Only an advanced civilization could send a few men, many thousands of miles into inhospitable terrain, to war, build and seize territory for 200 years. A little known battle is detailed by Pernoud, and it one of the most remarkable victories in history. At Montgisard in November 25 1177, King Baldwin IV of Jerusalem with just 2500 men, 500 cavalry and 80 Knights destroyed a 30.000 man force led by Saladin [p. 158]. This most perfect victory was achieved by the superiority of the individual Crusader man over the Muslim; his better armaments; his larger horse, stirrup and high backed saddle [which the Muslims did not possess]; and his discipline.

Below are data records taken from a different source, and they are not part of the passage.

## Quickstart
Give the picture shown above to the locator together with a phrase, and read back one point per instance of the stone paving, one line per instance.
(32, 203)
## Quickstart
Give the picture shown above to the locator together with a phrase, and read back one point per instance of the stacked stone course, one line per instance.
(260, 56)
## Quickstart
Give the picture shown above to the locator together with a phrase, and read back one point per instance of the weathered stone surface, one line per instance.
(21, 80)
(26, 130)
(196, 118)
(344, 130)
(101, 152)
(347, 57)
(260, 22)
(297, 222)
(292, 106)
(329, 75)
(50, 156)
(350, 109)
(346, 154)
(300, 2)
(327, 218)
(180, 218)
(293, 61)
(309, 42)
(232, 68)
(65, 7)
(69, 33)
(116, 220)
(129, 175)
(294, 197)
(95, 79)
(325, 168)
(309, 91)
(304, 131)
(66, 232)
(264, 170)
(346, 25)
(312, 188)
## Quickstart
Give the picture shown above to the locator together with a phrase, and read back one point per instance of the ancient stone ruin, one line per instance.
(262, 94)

Muslim Jihad was present throughout the entire history of the Crusades. Every Muslim leader, murdered, sacked cities; enslaved those captured in battle and generally waged a holy war steeped in blood. At the sack of Tripoli in 1289 for example, thousands were murdered, many thousands more enslaved and all Christian buildings were destroyed after the city surrendered. The massacre was horrendous [p. 130]. It is an outlandish lie to portray the Saracens as nuanced devotees of civilization, who never harmed a person. This is ignorance at its worst.


Pernoud's book has too many details and facts to do it justice in a short review. Suffice it to say that it is probably the best one volume on the Crusades in circulation. It destroys the calumnies and the corrupted analysis of one of history's most interesting – and vitally important – enterprises. The Crusades saved Europe. Without them, the Muslims might well have reunited their forces and overwhelmed Christian civilization.